The surface misreads the model

Role confusion was one of several results, all week, showing a model’s outward behavior misreading its internal state. Perfect Detection, Failed Control found a model can represent a property with perfect linear separability, an AUC of 1.000, yet resist being steered on it, the detecting and controlling directions sitting far apart: knowing is not steering. Erased, but Not Gone made the matching point about unlearning, where methods that look successful by output forgetting leave structured residuals retraining exposes. And Internal Data Repetition Destroys Language Models priced a cost invisible to standard metrics: reused training documents drive evaluation loss to a peak and, at a tenth of the compute budget, waste the equivalent of most of it at Qwen3 scale. The response, in the same week, was to move evaluation inside.
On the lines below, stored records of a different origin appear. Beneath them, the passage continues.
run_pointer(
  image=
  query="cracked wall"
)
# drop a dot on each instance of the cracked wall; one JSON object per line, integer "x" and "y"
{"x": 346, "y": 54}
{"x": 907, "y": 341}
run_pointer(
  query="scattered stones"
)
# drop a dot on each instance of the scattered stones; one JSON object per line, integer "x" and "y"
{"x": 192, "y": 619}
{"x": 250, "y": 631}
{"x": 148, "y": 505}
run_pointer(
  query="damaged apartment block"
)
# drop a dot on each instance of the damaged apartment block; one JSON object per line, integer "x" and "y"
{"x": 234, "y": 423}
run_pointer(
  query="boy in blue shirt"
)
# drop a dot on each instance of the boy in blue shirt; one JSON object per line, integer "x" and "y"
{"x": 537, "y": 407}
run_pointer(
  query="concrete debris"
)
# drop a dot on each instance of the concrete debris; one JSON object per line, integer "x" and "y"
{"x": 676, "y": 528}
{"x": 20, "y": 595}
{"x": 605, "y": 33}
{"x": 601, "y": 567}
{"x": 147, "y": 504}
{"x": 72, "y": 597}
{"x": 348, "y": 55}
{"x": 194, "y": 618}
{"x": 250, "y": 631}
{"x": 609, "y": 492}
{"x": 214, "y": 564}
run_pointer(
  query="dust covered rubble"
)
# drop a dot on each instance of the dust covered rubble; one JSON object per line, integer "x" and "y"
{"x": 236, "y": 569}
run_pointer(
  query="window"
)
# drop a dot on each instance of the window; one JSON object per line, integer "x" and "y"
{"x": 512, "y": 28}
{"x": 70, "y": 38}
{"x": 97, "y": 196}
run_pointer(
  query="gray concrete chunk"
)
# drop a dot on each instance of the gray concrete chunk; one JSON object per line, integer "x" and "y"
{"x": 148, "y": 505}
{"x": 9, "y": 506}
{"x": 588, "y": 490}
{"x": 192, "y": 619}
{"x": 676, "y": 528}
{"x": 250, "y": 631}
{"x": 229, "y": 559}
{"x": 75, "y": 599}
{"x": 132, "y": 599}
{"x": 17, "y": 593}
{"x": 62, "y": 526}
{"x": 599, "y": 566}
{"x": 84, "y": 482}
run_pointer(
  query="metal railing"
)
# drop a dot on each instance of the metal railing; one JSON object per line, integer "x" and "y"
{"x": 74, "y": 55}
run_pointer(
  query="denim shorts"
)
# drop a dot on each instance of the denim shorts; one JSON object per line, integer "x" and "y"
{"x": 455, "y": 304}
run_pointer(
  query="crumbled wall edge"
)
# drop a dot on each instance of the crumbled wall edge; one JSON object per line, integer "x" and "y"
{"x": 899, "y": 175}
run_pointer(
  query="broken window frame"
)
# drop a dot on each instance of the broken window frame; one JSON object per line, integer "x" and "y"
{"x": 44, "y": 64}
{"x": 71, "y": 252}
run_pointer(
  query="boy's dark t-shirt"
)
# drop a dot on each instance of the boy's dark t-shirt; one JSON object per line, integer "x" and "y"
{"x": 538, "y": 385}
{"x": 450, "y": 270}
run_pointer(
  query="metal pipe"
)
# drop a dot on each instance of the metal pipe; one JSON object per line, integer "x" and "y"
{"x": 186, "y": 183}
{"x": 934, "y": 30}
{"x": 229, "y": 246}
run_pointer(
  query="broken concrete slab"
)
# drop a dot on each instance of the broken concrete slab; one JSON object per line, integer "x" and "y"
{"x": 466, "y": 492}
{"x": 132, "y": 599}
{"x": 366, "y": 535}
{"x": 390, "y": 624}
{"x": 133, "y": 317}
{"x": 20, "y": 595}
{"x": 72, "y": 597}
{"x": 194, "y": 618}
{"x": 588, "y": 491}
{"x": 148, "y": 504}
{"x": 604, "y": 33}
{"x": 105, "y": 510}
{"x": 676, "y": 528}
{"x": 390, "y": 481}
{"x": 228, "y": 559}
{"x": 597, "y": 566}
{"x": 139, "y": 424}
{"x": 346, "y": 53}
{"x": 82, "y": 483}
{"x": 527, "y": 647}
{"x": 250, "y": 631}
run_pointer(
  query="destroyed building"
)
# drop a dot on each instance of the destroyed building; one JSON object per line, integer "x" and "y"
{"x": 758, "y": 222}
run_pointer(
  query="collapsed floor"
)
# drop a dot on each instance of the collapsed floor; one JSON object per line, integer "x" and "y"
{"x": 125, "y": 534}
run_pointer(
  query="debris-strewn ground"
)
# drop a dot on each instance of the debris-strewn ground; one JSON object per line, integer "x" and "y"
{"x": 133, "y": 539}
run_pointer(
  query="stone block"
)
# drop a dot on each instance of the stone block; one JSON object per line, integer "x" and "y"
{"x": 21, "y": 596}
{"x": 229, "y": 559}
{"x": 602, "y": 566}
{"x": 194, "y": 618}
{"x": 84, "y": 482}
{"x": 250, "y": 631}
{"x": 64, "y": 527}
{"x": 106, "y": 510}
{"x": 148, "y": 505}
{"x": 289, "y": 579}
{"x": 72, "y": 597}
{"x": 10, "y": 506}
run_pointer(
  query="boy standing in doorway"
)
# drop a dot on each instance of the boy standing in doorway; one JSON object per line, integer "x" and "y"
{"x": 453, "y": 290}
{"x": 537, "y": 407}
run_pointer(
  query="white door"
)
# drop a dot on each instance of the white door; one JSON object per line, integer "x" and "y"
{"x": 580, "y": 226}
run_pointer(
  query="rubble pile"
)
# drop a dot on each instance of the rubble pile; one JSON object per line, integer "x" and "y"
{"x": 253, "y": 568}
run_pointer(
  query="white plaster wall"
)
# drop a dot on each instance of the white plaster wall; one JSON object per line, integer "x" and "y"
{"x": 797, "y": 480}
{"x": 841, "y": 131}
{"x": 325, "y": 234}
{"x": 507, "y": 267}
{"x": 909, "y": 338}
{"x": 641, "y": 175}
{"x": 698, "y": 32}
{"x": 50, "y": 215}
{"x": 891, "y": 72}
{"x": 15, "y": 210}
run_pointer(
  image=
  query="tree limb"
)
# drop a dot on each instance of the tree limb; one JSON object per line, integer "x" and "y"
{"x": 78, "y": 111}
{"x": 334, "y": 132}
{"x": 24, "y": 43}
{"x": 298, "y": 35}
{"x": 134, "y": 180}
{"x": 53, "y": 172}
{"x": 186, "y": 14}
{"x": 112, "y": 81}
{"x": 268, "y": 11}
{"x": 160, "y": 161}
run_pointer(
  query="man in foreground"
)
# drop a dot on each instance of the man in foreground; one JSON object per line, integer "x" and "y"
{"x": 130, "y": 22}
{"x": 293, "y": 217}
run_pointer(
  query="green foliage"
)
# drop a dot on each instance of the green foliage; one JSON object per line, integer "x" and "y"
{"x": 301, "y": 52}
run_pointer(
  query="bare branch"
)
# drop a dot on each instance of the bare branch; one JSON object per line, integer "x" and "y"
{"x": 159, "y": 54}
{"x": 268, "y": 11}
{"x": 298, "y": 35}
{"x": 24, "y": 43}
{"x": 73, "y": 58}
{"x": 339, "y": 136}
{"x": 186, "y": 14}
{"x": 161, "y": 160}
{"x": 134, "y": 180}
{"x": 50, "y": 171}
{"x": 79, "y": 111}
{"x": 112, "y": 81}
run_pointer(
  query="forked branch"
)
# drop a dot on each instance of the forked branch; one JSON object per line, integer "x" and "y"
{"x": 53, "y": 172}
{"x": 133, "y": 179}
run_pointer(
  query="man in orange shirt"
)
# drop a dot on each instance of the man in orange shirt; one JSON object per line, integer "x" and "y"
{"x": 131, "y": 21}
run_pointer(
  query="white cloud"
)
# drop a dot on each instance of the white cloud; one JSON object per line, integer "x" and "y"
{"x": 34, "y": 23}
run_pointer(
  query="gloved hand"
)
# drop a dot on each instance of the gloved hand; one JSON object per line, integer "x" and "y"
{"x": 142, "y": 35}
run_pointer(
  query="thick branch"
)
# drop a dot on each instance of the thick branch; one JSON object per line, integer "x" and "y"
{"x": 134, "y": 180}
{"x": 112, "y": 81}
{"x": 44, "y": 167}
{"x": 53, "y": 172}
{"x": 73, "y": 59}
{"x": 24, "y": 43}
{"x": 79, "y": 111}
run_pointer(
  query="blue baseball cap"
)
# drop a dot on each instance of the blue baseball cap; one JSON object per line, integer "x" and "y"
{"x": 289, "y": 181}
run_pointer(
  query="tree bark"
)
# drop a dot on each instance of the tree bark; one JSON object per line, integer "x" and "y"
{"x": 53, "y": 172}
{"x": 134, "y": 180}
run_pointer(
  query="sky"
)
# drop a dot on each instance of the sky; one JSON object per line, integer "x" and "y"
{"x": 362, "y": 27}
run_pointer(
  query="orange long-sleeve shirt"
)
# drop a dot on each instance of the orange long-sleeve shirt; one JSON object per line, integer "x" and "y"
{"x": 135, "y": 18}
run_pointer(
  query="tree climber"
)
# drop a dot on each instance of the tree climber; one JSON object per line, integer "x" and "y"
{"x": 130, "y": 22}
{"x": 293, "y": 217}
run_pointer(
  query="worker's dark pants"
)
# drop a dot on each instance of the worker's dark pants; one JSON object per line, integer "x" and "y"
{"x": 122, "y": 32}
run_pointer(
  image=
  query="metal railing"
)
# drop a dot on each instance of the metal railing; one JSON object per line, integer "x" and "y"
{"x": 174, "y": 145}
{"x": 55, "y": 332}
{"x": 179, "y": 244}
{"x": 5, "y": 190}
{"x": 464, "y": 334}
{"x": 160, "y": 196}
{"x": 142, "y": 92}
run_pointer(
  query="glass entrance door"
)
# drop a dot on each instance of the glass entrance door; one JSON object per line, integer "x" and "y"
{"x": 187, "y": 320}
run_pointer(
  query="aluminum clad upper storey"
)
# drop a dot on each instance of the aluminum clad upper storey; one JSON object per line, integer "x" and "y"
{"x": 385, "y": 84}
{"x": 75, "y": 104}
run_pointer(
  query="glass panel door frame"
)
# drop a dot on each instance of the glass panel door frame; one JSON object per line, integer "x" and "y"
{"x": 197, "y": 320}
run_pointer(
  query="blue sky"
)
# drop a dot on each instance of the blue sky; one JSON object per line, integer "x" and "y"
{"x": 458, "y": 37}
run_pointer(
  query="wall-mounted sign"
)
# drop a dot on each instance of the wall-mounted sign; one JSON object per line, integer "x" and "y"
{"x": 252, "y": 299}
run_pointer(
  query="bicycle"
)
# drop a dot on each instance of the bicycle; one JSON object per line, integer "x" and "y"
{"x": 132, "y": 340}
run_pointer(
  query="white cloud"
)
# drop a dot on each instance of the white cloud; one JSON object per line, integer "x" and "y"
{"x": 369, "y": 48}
RAS scores safety from a model’s refusal directions rather than its answers, and a systematization of secure code generation found that how well a model grasps a security principle, not whether its output looks safe, predicts whether the code actually is.

The frontier moved too

The product news kept its own pace. OpenAI unveiled Jalapeño, its first custom chip, built with Broadcom for inference, joining Google, Amazon, and Microsoft in designing around Nvidia rather than only buying from it. Google folded native computer use into Gemini 3.5 Flash, an agent that drives a screen with, it says, adversarial training against injection and enterprise confirmation gates. And a researcher published Usbliter8, a SecureROM exploit on Apple’s A12 and A13 chips: a DMA-pointer mismatch yields a buffer underflow that, on the A13, bypasses Pointer Authentication to run code at EL1, compromising the chain of trust from the earliest boot code, which is fixed in silicon and cannot be patched on affected units.

Quick hits

The Allen Institute mapped where hybrid models pay off: its Olmo Hybrid predicts meaning-bearing tokens better than a transformer, which keeps its edge reciting earlier tokens verbatim.
ATMA reports needle-in-a-haystack retrieval above 90% out to 64k tokens with a polar-attention-and-recurrent-memory design whose perplexity improves as context grows (preprint).
A survey of RAG security and PrivacyAlign both treat retrieval systems as privacy surfaces, where the index, the logs, and context assembly each leak.
Detect, Unlearn, Restore defends summarizers against training-time poisoning, detecting it at 85 to 92% and restoring most behavior with gradient-ascent unlearning (preprint).